As a powerful unsupervised learning method, Generative Adversarial Network (GAN) plays an important role in many domains such as video prediction and autonomous driving. It is one of the ten breakthrough technologies in 2018 reported in MIT Technology Review. However, training a GAN imposes three more challenges: (1) intensive communication caused by complex train phases of GAN, (2) much more ineffectual computations caused by special convolutions, and (3) more frequent off-chip memory accesses for exchanging inter-mediate data between the generator and the discriminator. In this paper, we propose LerGAN1, a PIM-based GAN accelerator to address the challenges of training GAN. We first propose a zero-free data reshaping scheme for ReRAM-based PIM, which removes the zero-related computations. We then propose a 3D-connected PIM, which can reconfigure connections inside PIM dynamically according to dataflows of propagation and updating.

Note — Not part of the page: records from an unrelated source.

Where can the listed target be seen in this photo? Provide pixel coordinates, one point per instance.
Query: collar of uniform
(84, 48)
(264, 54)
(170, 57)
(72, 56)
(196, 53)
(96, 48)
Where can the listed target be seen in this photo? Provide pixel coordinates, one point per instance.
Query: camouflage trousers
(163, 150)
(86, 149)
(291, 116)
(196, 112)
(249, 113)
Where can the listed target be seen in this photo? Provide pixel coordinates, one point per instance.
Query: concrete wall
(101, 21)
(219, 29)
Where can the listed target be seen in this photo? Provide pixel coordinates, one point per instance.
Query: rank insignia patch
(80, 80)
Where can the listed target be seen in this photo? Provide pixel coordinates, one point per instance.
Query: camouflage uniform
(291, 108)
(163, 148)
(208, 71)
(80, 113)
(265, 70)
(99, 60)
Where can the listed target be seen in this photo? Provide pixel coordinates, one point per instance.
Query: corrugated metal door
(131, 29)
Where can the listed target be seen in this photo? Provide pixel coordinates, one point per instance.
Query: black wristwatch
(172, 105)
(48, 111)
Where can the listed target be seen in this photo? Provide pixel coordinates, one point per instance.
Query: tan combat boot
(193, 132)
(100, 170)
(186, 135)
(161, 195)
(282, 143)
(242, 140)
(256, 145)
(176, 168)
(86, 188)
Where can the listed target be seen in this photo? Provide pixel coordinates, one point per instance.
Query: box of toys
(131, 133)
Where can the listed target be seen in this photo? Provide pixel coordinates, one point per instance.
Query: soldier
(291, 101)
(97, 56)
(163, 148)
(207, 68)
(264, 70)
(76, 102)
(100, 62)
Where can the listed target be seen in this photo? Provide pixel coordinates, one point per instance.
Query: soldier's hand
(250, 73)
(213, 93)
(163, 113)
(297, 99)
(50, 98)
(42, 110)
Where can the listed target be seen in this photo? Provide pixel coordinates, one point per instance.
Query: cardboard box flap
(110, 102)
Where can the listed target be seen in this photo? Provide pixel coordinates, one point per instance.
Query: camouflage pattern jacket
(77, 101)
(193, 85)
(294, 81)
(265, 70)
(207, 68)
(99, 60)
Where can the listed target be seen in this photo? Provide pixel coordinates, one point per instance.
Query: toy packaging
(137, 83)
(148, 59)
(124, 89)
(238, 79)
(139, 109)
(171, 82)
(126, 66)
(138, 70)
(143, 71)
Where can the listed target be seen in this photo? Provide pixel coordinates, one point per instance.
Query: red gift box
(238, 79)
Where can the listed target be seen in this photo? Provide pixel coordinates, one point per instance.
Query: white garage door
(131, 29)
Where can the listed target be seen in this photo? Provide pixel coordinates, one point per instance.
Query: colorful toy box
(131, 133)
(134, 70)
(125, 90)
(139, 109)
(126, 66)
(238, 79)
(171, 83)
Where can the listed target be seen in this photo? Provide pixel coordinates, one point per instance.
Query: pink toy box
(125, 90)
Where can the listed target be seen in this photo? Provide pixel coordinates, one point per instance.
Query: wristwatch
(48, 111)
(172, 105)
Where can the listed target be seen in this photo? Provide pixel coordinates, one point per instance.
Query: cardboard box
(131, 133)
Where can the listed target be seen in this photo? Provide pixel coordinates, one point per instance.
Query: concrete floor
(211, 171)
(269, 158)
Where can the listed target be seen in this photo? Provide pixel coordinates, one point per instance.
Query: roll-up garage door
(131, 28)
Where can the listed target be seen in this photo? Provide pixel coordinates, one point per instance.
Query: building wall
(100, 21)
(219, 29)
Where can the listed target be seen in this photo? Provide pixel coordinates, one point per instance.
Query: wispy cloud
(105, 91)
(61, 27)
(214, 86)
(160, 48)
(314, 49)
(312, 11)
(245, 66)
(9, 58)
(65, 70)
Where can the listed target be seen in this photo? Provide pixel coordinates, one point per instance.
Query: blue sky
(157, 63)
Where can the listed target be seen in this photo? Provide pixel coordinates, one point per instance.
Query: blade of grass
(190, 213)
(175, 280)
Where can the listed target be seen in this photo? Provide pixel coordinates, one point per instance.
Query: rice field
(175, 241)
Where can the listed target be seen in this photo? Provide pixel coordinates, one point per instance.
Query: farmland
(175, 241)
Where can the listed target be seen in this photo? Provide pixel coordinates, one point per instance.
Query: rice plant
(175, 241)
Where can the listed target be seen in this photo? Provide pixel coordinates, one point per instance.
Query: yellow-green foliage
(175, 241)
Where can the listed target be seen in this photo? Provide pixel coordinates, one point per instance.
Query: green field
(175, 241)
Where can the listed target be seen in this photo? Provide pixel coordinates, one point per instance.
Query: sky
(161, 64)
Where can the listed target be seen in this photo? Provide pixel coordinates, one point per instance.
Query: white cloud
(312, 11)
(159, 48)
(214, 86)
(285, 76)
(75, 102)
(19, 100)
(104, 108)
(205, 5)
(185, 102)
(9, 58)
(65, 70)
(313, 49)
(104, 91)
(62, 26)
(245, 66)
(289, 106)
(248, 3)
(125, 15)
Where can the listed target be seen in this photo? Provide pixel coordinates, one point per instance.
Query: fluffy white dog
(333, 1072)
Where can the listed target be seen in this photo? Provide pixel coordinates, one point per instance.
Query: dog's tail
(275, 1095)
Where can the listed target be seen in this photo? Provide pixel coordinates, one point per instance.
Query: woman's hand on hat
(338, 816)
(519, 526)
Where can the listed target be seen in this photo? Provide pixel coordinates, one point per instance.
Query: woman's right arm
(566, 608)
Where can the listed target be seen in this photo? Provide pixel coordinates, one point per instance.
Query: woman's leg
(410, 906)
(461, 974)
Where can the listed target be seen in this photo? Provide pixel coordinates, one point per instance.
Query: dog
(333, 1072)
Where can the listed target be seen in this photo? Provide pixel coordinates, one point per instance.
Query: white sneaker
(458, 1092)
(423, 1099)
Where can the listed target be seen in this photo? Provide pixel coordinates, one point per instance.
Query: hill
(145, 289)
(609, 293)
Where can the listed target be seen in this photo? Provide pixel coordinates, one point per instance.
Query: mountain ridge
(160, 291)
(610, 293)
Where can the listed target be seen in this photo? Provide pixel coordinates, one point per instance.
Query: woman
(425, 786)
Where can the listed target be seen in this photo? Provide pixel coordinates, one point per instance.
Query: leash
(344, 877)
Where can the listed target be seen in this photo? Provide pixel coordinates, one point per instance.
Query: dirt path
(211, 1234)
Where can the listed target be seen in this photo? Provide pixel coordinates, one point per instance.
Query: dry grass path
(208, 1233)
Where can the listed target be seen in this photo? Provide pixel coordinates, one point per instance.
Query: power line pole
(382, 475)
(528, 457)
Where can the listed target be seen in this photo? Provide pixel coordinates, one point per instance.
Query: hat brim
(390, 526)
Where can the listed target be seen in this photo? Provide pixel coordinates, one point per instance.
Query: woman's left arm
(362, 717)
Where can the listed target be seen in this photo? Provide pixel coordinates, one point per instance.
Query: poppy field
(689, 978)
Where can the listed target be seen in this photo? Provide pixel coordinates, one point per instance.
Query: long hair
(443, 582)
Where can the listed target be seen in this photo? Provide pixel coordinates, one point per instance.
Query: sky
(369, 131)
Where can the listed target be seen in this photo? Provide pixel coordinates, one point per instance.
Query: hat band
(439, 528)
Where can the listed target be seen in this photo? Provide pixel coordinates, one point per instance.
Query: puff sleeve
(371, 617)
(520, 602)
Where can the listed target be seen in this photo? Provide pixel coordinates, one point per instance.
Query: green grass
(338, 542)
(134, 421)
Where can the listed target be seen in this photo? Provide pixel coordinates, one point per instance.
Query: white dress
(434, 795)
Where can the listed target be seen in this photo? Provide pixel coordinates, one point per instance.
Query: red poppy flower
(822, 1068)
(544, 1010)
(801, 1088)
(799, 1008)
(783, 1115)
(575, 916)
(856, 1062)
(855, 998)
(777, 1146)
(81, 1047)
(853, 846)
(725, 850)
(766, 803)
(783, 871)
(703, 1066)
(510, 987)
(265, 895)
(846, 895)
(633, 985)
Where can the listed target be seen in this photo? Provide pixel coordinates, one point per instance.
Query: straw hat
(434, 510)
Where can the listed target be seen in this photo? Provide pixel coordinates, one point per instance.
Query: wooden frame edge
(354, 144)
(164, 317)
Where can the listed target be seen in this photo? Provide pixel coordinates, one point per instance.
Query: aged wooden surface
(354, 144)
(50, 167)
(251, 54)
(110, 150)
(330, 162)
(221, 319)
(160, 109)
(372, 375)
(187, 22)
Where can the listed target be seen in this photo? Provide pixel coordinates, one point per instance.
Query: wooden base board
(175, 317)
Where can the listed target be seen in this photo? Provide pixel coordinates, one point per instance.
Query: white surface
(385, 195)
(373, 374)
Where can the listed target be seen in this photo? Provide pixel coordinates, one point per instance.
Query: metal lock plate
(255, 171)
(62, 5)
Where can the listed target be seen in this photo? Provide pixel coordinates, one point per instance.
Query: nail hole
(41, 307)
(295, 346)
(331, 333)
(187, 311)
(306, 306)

Our proposed techniques reduce data movement to a great extent, avoiding I/O to become a bottleneck of training GANs. Finally, we propose LerGAN based on these two techniques, providing different levels of accelerating GAN for programmers. Experiments shows that LerGAN achieves 47.2x, 21.42x and 7.46x speedup over FPGA-based GAN accelerator, GPU platform, and ReRAM-based neural network accelerator respectively. Moreover, LerGAN achieves 9.75x, 7.68x energy saving on average over GPU platform, ReRAM-based neural network accelerator respectively, and has 1.04x energy consuming over FPGA-based GAN accelerator.